Seoul studies Pyongyang’s missile moveSouth Korea’s military said on Thursday that North Korea has deployed at least one intermediate-range ballistic missile near the eastern port city of Wonsan, raising the possibility that the North will launch the medium-range mobile ballistic missile for the first time to mark the birthday celebration of Kim Il Sung on Friday.
When asked about Yonhap News Agency’s report, which said that North Korea has deployed one or two Musudan mid-range ballistic missiles, Moon Sang-gyun, a spokesman at the Ministry of National Defense, said the military has beefed up its surveillance of Pyongyang’s activities. The intelligence agencies of South Korea and the United States recently spotted North Korea’s deployment of an intermediate-range missile, which was loaded onto a transporter-erector-launcher (TER), a missile-launching vehicle.
Moon also added that there is a possibility that the North will conduct its fifth nuclear test anytime now, as the North’s nuclear test site, Punggye-ri, in North Hamgyong, has finished preparation.

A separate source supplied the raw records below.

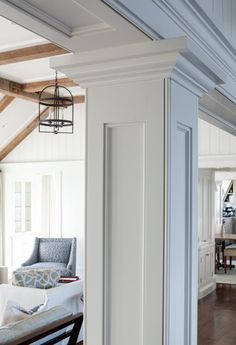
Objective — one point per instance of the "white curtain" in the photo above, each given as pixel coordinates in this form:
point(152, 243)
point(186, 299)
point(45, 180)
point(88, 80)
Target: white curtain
point(1, 221)
point(48, 207)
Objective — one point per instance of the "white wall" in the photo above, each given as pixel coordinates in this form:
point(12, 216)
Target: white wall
point(215, 141)
point(50, 147)
point(222, 13)
point(62, 156)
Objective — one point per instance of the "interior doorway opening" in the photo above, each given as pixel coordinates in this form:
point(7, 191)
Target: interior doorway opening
point(216, 233)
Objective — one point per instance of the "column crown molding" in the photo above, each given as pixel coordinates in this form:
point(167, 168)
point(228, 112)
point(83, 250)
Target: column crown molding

“It is highly likely that North Korea will try to consolidate its power inside the country by an armed protest, as [April] 15th is the North’s largest celebration of the “Day of the Sun” and the 7th congress is upcoming,” a source at the defense ministry said, referring the 104th birthday of the late founder Kim Il Sung on April 15.
After North Korean leader Kim Jong-un’s order on March 15 to test a nuclear warhead and ballistic missile, the possibility of a fifth nuclear test and a ballistic missile launch, which are banned under the UN Security Council resolution, has dramatically risen.
CNN also reported late Tuesday that U.S. intelligence satellites detected signs that the North is preparing to launch a mobile ballistic missile, most likely to be a Musudan missile, which could potentially hit Guam and Shemya Island in the outer reaches of Alaska’s Aleutian chain.
If the North carries out the launch, it would mark the first time that North Korea launched a medium- or long-range ballistic missile from a mobile launcher, which is seen as a top threat by Washington.
In order to fire a Musudan missile, with a range around 3,500 kilometers (2,175 miles), the North has to declare a no-sail zone and a no-fly zone to protect ships and planes in operation.
However, it has not taken such a step nor informed the International Maritime Organization about the country’s plan for a missile launch.
If Pyongyang does move ahead, it will provoke strong protest from the international community, which has already punished the North with the strongest-ever UN sanctions after its fourth nuclear test and a long-range missile test earlier this year.